Ho, ho, ho! It's the holiday season. In Japan, sekihan or red rice is a traditional New Year's dish. The color red was considered good fortune, and is an auspicious way to start the New Year. Sekihan is so strongly associated with celebration, that the phrase "Let's have sekihan" has come to mean "Let's celebrate." Not having azuki on hand, I decided to make red beans anyways – just not the traditional kind. Instead, we have what I call Christmas Beans and Rice .For good measure I included fresh soybeans as well, giving the dish a positively festive look. Slightly sweet and chewy, it’s a comforting dish despite its departure from tradition.
1 cup short grain rice
2 tablespoons mirin
A dash of white sugar
1/2 cup of red beans, cooked, washed and drained
1/4 cup raw fresh soybeans
Sesame seeds (optional)
A pot with a lid
1. Rinse and drain the rice in cool, clean water one or two times.
2. In a pot combine rice, mirin, red beans, and 1 cup of water.
3. Cover with lid and bring to a boil before reducing the heat to low.
4. Cook for 25 minutes or until the rice has taken on a matte sheen. Do a taste-test just to be sure.
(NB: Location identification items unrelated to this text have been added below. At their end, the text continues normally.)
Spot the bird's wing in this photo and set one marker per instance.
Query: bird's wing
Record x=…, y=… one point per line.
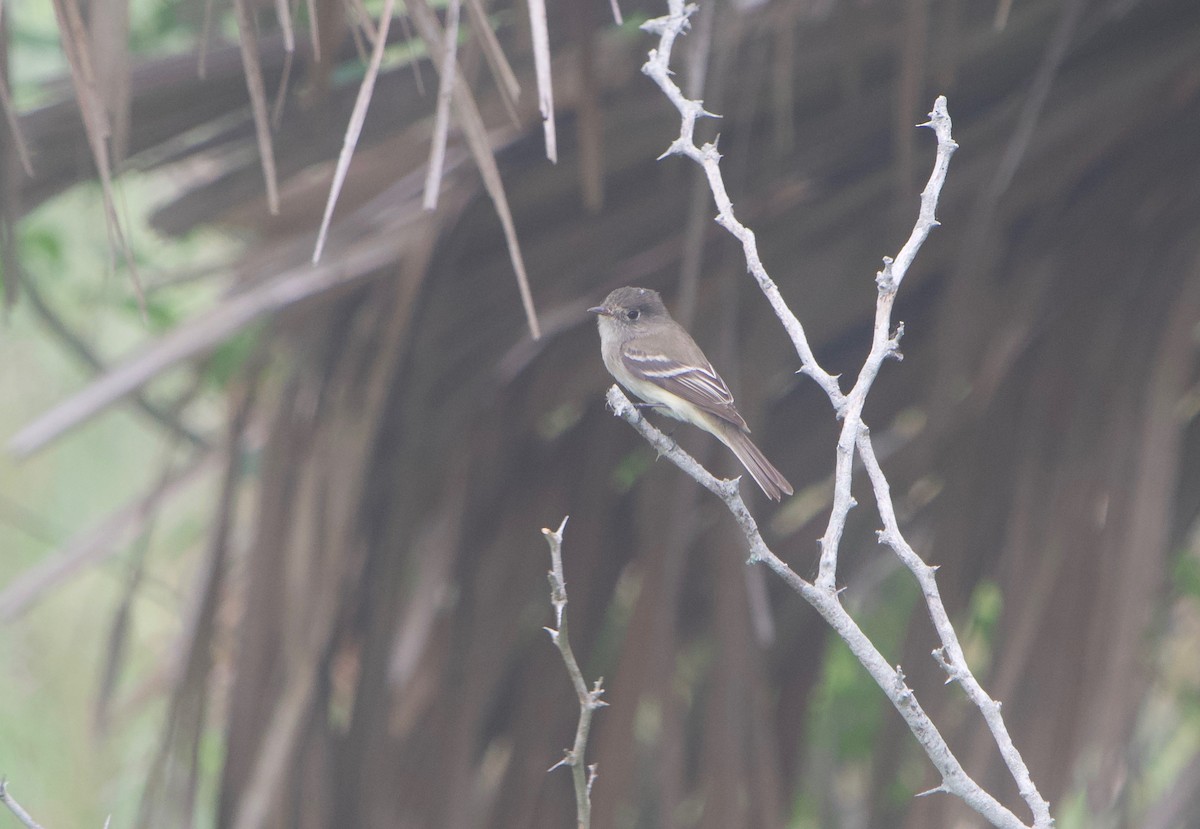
x=696, y=382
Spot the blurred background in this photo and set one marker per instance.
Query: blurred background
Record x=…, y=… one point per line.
x=271, y=530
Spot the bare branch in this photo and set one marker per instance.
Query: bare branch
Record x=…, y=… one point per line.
x=540, y=35
x=257, y=90
x=354, y=128
x=445, y=92
x=589, y=700
x=15, y=808
x=828, y=605
x=855, y=438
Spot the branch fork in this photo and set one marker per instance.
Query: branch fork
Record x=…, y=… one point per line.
x=853, y=440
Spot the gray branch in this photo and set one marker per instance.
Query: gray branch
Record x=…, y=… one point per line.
x=855, y=438
x=16, y=808
x=589, y=700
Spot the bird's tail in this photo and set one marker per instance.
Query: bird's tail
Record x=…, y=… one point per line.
x=756, y=463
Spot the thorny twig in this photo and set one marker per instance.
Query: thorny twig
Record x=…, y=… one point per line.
x=855, y=438
x=589, y=700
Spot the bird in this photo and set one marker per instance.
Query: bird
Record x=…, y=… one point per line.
x=654, y=358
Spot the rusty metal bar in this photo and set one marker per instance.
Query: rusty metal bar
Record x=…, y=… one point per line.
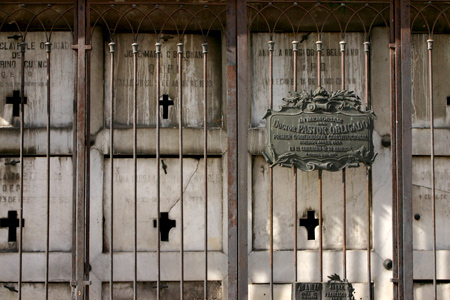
x=393, y=171
x=242, y=147
x=369, y=173
x=135, y=47
x=81, y=130
x=158, y=170
x=205, y=160
x=232, y=142
x=112, y=50
x=433, y=179
x=180, y=141
x=404, y=159
x=320, y=227
x=319, y=45
x=271, y=49
x=48, y=46
x=295, y=49
x=23, y=46
x=342, y=45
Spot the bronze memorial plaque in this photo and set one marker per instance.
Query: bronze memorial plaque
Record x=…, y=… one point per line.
x=334, y=289
x=320, y=130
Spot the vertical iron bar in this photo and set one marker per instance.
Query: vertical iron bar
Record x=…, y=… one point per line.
x=81, y=130
x=405, y=153
x=158, y=170
x=112, y=50
x=232, y=158
x=433, y=181
x=320, y=227
x=271, y=49
x=180, y=137
x=135, y=53
x=48, y=46
x=319, y=45
x=242, y=148
x=344, y=188
x=23, y=46
x=295, y=49
x=369, y=173
x=205, y=160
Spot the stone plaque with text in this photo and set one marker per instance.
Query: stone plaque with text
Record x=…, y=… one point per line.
x=320, y=130
x=332, y=290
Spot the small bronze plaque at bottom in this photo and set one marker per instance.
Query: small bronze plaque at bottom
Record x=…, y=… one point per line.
x=333, y=290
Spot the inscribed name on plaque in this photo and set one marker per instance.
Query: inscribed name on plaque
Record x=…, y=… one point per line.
x=35, y=204
x=283, y=67
x=193, y=82
x=320, y=130
x=35, y=79
x=170, y=221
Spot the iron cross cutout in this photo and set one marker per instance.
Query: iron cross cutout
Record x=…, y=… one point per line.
x=310, y=223
x=165, y=224
x=166, y=102
x=15, y=101
x=12, y=223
5. Turn off heat and allow the rice to sit for 2-3 minutes.
6. Carefully transfer the hot rice to the bowl and add the raw soy beans, gently folding into the mixture (the key is to not break the red beans too much)
7. Top with sesame seeds, if desired, and serve.
*Note: I used frozen soy beans and they thawed out quickly in the hot rice. The raw chewy-ness of the beans was a nice contrast against the soft red beans and rice.